# Elektromotor Test 46 lbs



## HD4ever (23. Juni 2011)

Hi ... #h
wer sich evtl auch mit den Gedanken befasst nen E-Motor zu kaufen ...
hab mir neulich einen Excursion mit 46 lbs bei ebay gekauft ->

*Produkt-Highlights und Lieferumfang auf einen Blick*

Schaftlänge: 91,4 cm
Anschluß: 12 V
Leistung/Schub (kp/W): bis 22,0 kp Schub / 510 Watt
Schubkraft: 1495 kg
Der Motor zeichnet sich durch einen optimierten  Stromverbrauch aus, was einen längeren Betrieb bei gleicher  Batterie-Kapazität garantiert.
Der Motor kann mittels Knopfdruck hochgeklappt werden, die  Eintauchtiefe des Propellers ins Wasser sowie der Lenkdruck sind  stufenlos verstellbar.
Dank der Batterieanzeige können Sie den aktuellen Ladestand  der Batterie sehen und so sinnvoll planen. Vor allem können Sie ein  schädliches "Leerfahren" der Batterie vermeiden,was im Fall der Fälle  Ärger und bares Geld spart!
Der Motor ist Salzwasser und damit Meerestauglich!
360°schwenkbare Steuereinheit
5 Schaltstufen vor- und 3 rückwärts
im Gegensatz zu anderen mit *gerade mal 81 EUR*  nen klasse Preis !
zwar noch kein Langzeittest bzw Langzeitfahrt gemacht , aber der erste Eindruck sagt mir das Teil für meine Angelzwecke ideal ist :m
von den 5 Fahrstufen reicht sicher max 2-3 um etwas auf den Kanten zu manöverieren - denke damit wird man auch ne längere Batterielaufzeit hinbekommen #6

*>> klick << *


----------



## andy12345 (23. Juni 2011)

*AW: Elektromotor Test 46 lbs*

hallo,
der motor spricht mich sehr an..
danke für die vorstellung !

hast du den noch einen link für mich?
kann den leider nicht öffnen ..

Mfg
Andy


----------



## HD4ever (23. Juni 2011)

*AW: Elektromotor Test 46 lbs*

sollte doch jetzt gehen ?! |kopfkrat


----------



## andy12345 (23. Juni 2011)

*AW: Elektromotor Test 46 lbs*

jetzt geht es..
und wo kann man den motor kaufen? finde ihn bei ebay leider nicht


----------



## HD4ever (23. Juni 2011)

*AW: Elektromotor Test 46 lbs*

*klick *
gibts auch größere / kleinere Modelle .. mit 12V geht es bis 55 lbs


----------



## TR22 (23. Juni 2011)

*AW: Elektromotor Test 46 lbs*

Moin,
hört sich sehr interessant an. Hatte schonmal überlegt mir einen E- Motor als Notmotor für mein Boot zuholen. Das hat so die Größe wie das Boot auf deinem Profilfoto (HD4ever). Meinst du der ist dafür ausreichend oder ist das "Spielkram".
Soll halt nur zur Not schnell angebaut werden um etwas richtung Land oder aus der Fahrrinne zu kommen.

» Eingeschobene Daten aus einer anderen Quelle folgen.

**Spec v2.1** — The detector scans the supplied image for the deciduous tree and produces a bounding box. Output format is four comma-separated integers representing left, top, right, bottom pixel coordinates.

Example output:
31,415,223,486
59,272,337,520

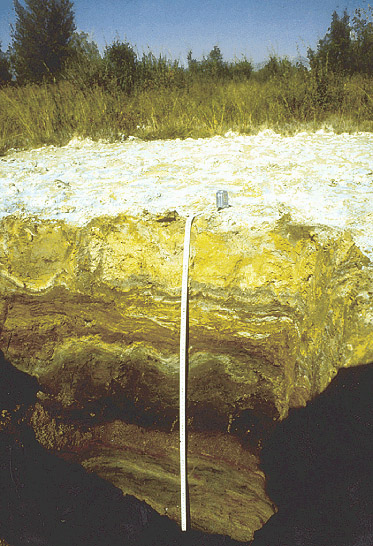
11,0,75,83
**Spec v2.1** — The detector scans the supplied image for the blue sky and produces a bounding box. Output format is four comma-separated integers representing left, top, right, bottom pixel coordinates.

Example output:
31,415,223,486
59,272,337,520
0,0,368,63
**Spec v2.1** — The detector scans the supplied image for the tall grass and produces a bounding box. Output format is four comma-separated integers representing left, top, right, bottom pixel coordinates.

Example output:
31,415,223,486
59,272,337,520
0,70,373,154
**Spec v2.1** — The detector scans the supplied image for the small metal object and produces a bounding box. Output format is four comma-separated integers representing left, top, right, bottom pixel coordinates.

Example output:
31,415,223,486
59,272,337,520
216,190,229,210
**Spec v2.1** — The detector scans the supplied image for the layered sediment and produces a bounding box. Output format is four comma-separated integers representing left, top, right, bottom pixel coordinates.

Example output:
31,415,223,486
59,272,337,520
0,211,373,541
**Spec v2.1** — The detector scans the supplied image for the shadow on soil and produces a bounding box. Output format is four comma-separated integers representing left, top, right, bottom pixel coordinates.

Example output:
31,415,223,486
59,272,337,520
0,352,240,546
252,364,373,546
0,352,373,546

Würde mich echt interessieren ob sich die Anschaffung lohnen würde.

Gruß Timo


----------



## HD4ever (23. Juni 2011)

*AW: Elektromotor Test 46 lbs*

gute Frage ... steht oder hängt wohl mit der Batteriegröße und dem Gewässer .. |supergri
wie gesagt - Langzeittest steht bei mir noch aus - denke der Motor wäre besser als gar nix an Ersatz, aber für die Ostsee oder besonders stärker stömende Gewässer würd ich da eher abraten.
habe mir den nun geholt weil ich im Sommer das Boot jetzt im Süßwasser liegen habe ... für die Ostsee eher was an 3-5 PS Benziner |kopfkrat


----------